This is Scraps, a monthly (ish, sorry!!) subscriber essay series.
The seeds were expensive, Italian, a variety of vegetable not usually available in supermarkets, and expensive where they are for sale. I don’t even like courgettes that much, I thought when I bought them, but they are reported to be easy to grow to the point of being uncontrollably productive plants. Everything I read about vegetable growing, online and in the books I bought enthusiastically as soon as we moved into the flat, suggested ways to process or manage your glut. As a baby novice gardener, what I wanted was easy wins. High reward to effort ratio.
A former downstairs neighbour, with sole use of the entire huge garden which had originally belonged to the whole house, once left a bag of unruly, overgrown courgettes – seemingly on the verge of becoming marrows – in a carrier bag outside our front door, unable to cope with the volume of the crop themselves. I was already at the limit of my short repertoire of reliable courgette recipes, having had several weeks of seasonal veg boxes full of them, and we were just about to go on holiday. After panic grating two of them and making fritters for the freezer, I ended up shamefacedly putting the last one, already soft, into the food waste bin for collection.
I planted eight seeds and six of them germinated. I was fascinated to see the leaf erupt from the seed itself, its shell clinging to one or two of my seedlings. The repotting stage, after a huge wave of enthusiasm for poking seeds into the lime green plastic capsule trays I bought at Poundstretcher, flummoxed me slightly. Did you need to repot them multiple times as they grew, or could they go straight into their final container? How many leaves should they have before they were ready to be transplanted? At what point should I perform the mythical “thinning out”, choose the healthiest looking sprouts in the capsule trays and abandon the rest, or repot everything and deal with it later? I never seemed to have enough compost, or pots, or stones, or time for potting, and so in the end the decision was made for me.
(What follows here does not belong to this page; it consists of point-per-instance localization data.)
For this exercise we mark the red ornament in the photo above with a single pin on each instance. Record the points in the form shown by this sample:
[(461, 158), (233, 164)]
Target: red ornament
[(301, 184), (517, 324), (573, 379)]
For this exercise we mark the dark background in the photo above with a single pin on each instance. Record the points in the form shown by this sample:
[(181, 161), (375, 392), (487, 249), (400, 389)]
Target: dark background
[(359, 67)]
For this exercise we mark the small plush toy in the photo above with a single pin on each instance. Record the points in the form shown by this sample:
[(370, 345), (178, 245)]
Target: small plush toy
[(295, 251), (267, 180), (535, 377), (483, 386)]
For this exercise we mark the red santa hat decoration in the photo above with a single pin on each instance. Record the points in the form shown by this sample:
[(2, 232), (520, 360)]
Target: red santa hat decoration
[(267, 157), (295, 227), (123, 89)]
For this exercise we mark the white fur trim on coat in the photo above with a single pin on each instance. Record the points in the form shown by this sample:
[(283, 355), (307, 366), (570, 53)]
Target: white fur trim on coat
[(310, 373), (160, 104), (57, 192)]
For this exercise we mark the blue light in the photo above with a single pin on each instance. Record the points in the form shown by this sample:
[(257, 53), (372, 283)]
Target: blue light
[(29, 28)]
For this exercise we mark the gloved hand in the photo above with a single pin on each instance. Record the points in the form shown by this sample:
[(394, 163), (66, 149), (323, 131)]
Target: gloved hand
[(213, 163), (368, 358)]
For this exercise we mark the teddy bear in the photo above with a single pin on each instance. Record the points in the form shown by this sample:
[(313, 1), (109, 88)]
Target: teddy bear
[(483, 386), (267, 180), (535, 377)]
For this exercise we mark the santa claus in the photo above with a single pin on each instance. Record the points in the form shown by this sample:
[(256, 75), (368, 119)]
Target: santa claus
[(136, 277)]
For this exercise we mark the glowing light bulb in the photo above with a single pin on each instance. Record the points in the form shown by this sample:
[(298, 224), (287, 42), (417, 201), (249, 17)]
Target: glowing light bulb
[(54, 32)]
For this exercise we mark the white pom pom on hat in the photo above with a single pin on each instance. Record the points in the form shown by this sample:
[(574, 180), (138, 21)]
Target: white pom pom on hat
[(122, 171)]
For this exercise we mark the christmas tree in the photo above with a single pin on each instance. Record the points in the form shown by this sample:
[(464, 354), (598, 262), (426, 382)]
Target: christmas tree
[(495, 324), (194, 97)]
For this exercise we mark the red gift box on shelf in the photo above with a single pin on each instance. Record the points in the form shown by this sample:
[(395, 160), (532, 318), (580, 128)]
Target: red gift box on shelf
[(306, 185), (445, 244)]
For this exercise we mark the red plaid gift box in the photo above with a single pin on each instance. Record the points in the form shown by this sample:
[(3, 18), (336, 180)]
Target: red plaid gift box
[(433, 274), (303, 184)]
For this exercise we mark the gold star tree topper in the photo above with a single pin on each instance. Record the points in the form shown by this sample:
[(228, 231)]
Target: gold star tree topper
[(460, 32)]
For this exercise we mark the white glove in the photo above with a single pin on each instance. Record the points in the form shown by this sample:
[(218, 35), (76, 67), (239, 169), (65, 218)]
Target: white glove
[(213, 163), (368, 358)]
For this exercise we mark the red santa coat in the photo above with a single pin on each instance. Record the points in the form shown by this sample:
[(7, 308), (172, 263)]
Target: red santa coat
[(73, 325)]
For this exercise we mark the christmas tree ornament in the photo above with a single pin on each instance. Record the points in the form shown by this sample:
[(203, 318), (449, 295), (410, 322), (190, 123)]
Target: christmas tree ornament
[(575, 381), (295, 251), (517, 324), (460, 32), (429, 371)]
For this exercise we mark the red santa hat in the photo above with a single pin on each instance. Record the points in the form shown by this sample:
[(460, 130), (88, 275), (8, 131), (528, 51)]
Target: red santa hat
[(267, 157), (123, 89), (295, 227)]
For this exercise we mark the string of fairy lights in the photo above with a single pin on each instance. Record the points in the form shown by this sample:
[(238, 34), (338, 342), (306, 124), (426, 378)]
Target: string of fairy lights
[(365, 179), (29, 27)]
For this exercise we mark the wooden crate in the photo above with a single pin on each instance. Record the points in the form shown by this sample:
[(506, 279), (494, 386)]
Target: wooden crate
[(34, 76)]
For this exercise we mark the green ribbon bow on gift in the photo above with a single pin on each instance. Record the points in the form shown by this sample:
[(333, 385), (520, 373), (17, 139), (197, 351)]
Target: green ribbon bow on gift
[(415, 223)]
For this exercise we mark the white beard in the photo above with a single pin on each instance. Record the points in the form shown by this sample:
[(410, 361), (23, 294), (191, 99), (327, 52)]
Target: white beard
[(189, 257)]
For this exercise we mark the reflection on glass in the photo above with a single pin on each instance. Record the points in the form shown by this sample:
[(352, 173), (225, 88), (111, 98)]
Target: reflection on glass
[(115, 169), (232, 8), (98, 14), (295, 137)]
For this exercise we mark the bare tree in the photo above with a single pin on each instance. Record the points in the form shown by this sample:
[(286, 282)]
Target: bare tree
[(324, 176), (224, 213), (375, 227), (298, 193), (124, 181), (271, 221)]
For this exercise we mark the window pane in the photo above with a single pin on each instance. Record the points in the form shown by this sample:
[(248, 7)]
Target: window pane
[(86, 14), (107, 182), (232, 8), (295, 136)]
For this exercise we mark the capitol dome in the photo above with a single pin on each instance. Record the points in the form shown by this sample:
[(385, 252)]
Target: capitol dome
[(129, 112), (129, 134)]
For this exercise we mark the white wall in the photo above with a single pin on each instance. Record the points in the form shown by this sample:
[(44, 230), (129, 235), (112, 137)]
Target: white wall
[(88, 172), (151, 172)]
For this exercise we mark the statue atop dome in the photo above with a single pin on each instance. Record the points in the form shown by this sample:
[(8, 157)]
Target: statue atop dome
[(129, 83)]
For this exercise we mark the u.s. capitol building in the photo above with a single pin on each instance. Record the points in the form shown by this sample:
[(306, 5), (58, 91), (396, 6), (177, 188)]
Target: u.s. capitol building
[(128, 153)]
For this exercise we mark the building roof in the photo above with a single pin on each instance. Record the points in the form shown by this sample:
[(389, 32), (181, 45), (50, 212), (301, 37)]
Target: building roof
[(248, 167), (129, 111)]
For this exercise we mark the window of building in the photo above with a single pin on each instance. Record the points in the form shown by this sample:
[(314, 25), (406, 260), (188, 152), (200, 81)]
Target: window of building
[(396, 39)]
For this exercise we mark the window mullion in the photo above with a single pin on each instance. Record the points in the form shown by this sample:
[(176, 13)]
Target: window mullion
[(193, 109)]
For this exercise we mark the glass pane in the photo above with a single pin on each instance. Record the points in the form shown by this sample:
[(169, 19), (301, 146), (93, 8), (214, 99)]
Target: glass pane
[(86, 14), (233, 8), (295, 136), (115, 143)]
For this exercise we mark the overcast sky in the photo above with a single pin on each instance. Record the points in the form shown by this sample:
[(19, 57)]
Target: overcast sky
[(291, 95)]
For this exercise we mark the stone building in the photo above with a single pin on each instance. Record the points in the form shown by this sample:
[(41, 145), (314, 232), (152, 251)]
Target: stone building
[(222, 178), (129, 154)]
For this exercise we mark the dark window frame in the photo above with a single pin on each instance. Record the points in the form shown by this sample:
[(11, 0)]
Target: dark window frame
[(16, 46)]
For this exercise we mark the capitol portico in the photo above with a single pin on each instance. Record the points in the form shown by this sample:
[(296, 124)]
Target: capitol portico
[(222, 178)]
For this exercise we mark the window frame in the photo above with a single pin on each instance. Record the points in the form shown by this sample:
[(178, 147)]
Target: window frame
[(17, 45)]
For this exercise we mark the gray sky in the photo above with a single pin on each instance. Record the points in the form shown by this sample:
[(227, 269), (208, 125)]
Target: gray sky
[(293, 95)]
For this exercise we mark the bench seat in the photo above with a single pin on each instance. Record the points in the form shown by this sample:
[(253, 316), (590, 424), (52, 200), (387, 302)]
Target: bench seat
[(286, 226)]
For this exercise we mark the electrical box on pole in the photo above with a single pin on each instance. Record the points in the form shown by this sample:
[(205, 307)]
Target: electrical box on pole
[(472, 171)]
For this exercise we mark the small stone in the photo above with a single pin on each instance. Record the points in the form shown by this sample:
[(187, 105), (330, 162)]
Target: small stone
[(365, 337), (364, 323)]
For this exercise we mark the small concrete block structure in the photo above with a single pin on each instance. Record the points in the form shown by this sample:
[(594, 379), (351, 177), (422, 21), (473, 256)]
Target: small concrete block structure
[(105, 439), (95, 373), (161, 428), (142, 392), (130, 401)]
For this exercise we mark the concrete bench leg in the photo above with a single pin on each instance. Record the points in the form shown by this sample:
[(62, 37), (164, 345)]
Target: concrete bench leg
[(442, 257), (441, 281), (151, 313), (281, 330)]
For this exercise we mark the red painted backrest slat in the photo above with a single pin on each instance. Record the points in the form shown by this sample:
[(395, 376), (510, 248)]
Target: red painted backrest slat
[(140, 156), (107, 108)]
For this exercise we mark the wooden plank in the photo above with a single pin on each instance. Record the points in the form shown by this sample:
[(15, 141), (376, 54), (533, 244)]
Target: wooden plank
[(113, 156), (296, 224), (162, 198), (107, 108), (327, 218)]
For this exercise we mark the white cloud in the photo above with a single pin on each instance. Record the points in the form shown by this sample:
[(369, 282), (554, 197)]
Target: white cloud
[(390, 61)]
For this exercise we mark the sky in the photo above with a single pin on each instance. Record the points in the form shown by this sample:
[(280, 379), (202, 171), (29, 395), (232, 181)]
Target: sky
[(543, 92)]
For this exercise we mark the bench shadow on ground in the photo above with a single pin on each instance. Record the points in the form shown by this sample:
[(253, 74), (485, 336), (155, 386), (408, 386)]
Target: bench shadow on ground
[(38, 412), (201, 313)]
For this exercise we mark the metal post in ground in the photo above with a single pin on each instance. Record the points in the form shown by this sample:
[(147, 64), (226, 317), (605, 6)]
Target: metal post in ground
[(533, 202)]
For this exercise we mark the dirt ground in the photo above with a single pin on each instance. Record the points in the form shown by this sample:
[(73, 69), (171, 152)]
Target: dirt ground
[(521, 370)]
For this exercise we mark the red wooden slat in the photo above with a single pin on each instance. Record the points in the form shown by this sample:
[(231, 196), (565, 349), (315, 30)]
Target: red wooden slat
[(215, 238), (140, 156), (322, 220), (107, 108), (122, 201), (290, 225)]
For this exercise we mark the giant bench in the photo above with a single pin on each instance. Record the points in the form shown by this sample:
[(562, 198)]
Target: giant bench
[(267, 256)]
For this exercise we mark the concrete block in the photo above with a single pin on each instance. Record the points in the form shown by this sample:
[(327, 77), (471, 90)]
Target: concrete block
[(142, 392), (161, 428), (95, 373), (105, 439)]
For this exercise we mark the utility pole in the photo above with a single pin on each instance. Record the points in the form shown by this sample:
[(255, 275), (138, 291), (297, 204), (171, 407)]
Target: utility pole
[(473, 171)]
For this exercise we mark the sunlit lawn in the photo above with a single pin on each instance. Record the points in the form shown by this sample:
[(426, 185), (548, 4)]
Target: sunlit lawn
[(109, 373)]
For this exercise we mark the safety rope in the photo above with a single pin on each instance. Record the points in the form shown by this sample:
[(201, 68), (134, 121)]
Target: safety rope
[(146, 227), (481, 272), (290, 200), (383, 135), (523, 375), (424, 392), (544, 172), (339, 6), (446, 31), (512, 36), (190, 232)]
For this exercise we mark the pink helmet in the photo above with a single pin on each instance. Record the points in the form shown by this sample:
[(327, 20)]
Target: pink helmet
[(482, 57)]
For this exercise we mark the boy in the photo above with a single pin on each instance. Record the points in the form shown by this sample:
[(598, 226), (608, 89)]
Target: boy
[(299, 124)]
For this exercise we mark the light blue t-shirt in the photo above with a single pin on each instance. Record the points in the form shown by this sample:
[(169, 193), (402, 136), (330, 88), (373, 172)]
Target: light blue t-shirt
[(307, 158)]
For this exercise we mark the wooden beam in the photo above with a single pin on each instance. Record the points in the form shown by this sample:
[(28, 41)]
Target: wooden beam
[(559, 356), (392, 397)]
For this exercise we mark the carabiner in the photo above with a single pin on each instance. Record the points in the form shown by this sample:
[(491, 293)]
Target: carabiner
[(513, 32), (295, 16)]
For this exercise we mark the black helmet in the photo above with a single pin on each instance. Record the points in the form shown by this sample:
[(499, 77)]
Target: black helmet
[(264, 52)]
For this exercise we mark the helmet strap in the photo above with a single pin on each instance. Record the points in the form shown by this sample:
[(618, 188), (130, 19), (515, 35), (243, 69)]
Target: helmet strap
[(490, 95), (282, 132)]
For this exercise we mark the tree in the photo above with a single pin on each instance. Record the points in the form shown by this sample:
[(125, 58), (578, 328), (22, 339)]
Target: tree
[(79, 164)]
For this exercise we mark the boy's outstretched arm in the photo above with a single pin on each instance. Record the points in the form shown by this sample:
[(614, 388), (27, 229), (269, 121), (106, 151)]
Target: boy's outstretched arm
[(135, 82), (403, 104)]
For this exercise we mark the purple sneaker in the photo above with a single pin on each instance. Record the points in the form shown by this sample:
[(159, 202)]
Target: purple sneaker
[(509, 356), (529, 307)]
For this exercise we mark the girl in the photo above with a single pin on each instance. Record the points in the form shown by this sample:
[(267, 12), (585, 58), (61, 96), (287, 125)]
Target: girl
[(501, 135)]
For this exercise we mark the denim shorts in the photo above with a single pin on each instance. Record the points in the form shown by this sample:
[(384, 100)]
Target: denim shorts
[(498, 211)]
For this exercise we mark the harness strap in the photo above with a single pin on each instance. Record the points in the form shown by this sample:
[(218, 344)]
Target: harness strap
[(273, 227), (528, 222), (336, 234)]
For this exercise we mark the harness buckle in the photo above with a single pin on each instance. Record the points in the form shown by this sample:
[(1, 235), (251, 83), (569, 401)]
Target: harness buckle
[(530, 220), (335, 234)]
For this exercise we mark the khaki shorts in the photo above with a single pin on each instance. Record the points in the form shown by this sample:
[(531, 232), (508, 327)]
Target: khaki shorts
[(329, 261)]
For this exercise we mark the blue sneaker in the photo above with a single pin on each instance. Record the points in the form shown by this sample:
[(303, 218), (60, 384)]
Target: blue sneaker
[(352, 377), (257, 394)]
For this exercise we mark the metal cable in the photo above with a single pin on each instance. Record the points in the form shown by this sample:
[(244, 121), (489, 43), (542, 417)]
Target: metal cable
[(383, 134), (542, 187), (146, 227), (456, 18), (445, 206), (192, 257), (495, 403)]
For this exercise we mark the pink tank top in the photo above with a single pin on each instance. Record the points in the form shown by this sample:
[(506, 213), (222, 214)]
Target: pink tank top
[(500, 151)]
Two courgette seedlings were carefully nestled into my Aldi raised wooden planter, one in a grow bag, and the rest dried out and shrivelled in their tray before I figured out what to do with them. It quickly became clear that I had overcrowded the grow bag, and that seedling soon perished. Of the ones in the planter, one immediately dominated the other, shading its leaves and stem with its own and preventing further growth. I quickly regretted planting it here, because its enormous leaves (equivalent wingspan to an adult seagull) dwarfed the plants next to it. I tried to tend to the basil and chillies I had planted between the courgette at one end and the tomatoes at the other, staking them out and turning the whole bed round so that the other plants could get more light, but it felt like a losing battle, the courgette a cuckoo in the nest.